1. Sure has bugged a lot of people.
2. Didn't do his usual huge box office.
3. Is another one of his "eccentric" characters.
4. Was dumped in the late January movie release graveyard.
5. Isn't all that bad.
6. Was inexplicably given an R rating (in the U.S.)

Which of the above statements most accurately fit the latest film offering from Johnny Depp? How about all of the above. Mortdecai, although far from the greatest movie you'd ever see, is not nearly as awful as critics and Hollywood would like you to believe, either. It's a little film, an amusing comedy, about a quirky, larcenous art dealer and his wife Johanna (Gwyneth Paltrow) and the escapades surrounding a valuable painting by Goya (and its more valuable trail that leads to a huge Swiss bank account.)

It's not hard to know why Hollywood is mad at Depp. The film didn't gross over $60 million (its reported cost) — not anywhere near that. But is that burden solely on Depp's shoulders? Why should every movie he make be a blockbuster? Anyone during development who might have read the script or heard even the vaguest description of the film should have known that this wasn't going to be another Pirates.

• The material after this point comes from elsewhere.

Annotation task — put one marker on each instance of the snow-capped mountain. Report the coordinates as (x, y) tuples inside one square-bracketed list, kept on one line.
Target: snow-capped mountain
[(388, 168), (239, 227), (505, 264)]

Charlie's latest acquisition, a moustache that would put Hercule Poirot to shame, only arouses the gag reflex in his wife Johanna
The look of the film, accented in a bright, ruby red throughout, is quite attractive, as are its talented cast, including Ewan McGregor as an MI5 investigator who has been smitten with Johanna and loathed Charlie since their college days; and Paul Bettany as Mortdecai's fiercely loyal, put-upon, and impossibly studly manservant, Jock Strapp. Although the title character is being compared to Peter Sellers and Austin Powers, Depp is clearly riffing on classic British funny man Terry-Thomas, complete with gap-teeth. The movie has the relaxed, goofy vibe of many of those caper comedies that were so popular in the '60s, and the filmmakers may have done better to have set the story in that decade rather than the present day. And what's with the R rating, which certainly didn't help get people into the theater? A little risqué humor, and the two F-words (that could have been reworded) and a PG-13 rating may have helped its box-office potential.

Mortdecai is mainly harmless fun, not the horrible disaster that will end Depp's career. Will it become the franchise that Depp so clearly wanted it to become? Not likely. It was based on Don't Point That Thing At Me, the first of three novels featuring the Charlie Mortdecai character by Kyril Bonfilglioli. But like another excoriated film starring the actor, The Tourist, it really isn't as bad as folks would have you believe. Depp should be able to appear in smaller, quirky films, too. Maybe just scale back the paychecks and the unrealistic expectations.